野 :俺は一番最初タクシーに人が乗ってきた瞬間。あそこがいちばんインパクトがあった。
叶 :俺はチンピラを撃ったシーンかな。あそこは早業だったし。あとはディスコ内の立ち振る舞いとか。見せ場だしね。
浜 :南の島好きの僕としては、最初の一日何回は休息を取るんだよって所。ブログで同じことを書いてるんだよね。空白の時間を大切にしましょうって。あと冒頭とか良かった。すごいスタイリッシュじゃない。
野 :マイケル・マンってスタイルがある。それぞれポリシーのもった主人公とそれに相対するちゃんと対の順主役がいてと悪とはいえどっちもありと思えてしまうのが凄い。
編 :はじめは善悪がはっきりしていても、徐々にその立場が揺れ始めるというのも彼のスタイルですよね。
浜 :そう。はじめはハッキリした立場だった人間が、徐々にクロスオーバーする。
イ :だから迷うんですよ。どっちに感情移入しようか…。 編 :マン作品の中の女性の存在をどう見ますか?
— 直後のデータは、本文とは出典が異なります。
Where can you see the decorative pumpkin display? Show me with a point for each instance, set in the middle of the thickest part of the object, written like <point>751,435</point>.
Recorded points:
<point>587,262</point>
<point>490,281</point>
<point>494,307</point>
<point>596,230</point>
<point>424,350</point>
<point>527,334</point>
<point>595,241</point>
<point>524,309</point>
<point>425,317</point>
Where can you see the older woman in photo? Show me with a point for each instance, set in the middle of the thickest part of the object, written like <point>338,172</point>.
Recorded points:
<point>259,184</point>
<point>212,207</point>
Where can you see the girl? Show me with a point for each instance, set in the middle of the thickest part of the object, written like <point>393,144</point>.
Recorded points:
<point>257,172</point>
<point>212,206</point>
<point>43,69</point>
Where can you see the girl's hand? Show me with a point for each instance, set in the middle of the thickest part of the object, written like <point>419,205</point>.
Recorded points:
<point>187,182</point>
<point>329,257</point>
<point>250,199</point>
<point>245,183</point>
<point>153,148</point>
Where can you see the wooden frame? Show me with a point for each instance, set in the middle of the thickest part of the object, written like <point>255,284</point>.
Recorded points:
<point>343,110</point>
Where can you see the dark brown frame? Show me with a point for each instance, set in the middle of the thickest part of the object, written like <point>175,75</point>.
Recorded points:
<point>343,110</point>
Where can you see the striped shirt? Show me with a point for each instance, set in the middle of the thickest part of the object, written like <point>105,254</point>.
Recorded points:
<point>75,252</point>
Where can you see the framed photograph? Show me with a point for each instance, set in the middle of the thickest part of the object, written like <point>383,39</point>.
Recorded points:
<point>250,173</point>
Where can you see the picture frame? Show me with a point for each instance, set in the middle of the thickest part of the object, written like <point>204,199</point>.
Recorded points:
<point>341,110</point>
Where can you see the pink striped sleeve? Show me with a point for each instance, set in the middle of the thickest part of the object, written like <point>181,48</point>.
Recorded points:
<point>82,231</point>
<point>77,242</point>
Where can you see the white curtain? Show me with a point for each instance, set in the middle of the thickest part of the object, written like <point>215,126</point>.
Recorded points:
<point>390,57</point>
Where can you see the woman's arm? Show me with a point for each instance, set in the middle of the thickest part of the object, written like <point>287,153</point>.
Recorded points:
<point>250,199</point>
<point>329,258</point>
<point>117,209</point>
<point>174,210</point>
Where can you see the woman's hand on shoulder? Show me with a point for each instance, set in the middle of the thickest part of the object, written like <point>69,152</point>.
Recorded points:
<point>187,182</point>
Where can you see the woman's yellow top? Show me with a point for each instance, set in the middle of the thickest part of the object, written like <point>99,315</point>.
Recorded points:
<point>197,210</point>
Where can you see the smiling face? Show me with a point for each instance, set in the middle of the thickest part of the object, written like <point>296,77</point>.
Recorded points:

浜 :演歌的な女性が出てくるんですよ。待てど暮らせど、あなたは…というような。
野 :『ヒート』はまさにそういう女性ばっかりだったからね。
浜 :日本人にはわかりやすいよね。ああいう、一歩下がって男を待ってる女性って。そういうのキュンとしちゃう。輝く男性と待ってる女性という構図は絶対マン映画の中にあるよね。
野 :そして、女は待っているけど全てはうまくいってない。男が何かしら問題を抱えててて。
浜 :だから女性がサポートしている。